There are a few things you could do. First of all, here is what what not to do: don't just skip those pixels. One thing you could do is pretend that the image is "toroidal" -- the right side is connected to the left side, and the top to the bottom. So, the pixel just to the right of the rightmost pixel is the leftmost pixel. Another thing you could do is cut out the parts of the matrix that don't fit in the image. The trick here is to renormalize the entries in the matrix so that they still sum to 1.0. So, for example, if you were applying the matrix
|-1 -1 -1|
|-1 +8 -1|
|-1 -1 -1|
to a pixel in the middle of the right column of pixels, you would use
|-1 -1 0|
|-1 +8 0| / 3.0
|-1 -1 0|
(The 3.0 came from adding up all the remaining entries.) In Floyd-Steinberg, you won't be able to transfer any error from the bottom row, but this doesn't matter.
- What do I do in the case of kernels of odd size? Is it acceptable, in the case of an even argument (n mod 2 = 0), to increase n by 1 and use the corresponding odd gaussian matrix for the filter?
Yes, but feel free to try more elegant solutions.
- Is it ok to just do nothing if the filter argument in a convolution is larger than the size of the image.
Yes, but a warning message would be nice.
- My blur filter is darkening the image.
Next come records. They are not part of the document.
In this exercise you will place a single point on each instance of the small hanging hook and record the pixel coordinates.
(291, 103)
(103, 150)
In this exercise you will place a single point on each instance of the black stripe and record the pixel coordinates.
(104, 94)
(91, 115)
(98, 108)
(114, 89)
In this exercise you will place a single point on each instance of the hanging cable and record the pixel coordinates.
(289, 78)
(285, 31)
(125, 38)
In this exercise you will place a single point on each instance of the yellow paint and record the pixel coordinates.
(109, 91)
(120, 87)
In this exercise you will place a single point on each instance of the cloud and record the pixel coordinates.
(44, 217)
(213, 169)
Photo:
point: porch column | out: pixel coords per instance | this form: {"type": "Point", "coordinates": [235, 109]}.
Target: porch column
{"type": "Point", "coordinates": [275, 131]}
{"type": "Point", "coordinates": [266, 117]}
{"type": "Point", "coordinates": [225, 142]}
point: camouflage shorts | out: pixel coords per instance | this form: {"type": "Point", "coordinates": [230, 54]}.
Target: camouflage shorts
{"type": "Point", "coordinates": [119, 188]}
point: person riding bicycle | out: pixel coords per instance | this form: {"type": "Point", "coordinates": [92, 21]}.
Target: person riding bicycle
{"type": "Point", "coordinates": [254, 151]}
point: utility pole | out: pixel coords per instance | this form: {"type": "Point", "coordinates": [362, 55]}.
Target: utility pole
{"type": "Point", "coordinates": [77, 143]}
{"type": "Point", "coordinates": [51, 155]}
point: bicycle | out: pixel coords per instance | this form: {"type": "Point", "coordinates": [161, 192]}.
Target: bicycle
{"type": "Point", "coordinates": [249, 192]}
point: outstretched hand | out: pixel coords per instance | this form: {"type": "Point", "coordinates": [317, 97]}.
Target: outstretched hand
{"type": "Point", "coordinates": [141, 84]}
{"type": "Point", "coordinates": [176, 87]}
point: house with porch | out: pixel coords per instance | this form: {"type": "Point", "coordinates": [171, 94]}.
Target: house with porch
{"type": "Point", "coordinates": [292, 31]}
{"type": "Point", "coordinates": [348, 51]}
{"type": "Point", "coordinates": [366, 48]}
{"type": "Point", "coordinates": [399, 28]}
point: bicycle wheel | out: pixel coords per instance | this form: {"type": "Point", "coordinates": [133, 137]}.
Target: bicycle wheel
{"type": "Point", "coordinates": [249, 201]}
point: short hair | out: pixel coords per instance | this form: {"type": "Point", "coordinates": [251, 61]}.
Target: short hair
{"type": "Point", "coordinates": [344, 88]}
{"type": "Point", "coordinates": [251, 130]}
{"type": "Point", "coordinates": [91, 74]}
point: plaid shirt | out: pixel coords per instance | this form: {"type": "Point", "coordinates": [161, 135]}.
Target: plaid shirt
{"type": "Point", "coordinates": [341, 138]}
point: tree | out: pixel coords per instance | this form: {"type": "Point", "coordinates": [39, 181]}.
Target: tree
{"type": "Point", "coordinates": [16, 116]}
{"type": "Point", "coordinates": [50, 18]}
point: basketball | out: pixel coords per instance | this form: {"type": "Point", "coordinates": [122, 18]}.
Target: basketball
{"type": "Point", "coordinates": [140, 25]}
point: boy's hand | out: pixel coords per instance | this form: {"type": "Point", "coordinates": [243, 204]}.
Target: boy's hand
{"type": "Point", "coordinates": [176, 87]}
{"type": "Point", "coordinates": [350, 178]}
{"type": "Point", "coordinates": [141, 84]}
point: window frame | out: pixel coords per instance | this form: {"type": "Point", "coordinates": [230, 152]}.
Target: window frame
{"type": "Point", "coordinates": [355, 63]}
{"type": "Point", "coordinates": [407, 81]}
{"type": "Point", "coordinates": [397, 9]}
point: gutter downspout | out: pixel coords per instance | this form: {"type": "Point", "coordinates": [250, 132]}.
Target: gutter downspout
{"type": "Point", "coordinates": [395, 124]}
What is wrong?
Make sure that the entries in your kernel add up to 1. Be especially careful with rounding errors: although small in each entry, collectively they can be large enough to cause this undesired darkening effect.
- I don't have a decent digitized photo of myself for the assignment. What do I do?
Find someone who owns a digital camera (for example, the TA).
- Can I assume my functions will always be called with valid arguments?
No, but bailing out is acceptable (print a message and exit). Please avoid segmentation faults, core dumps, blue screens of death, etc.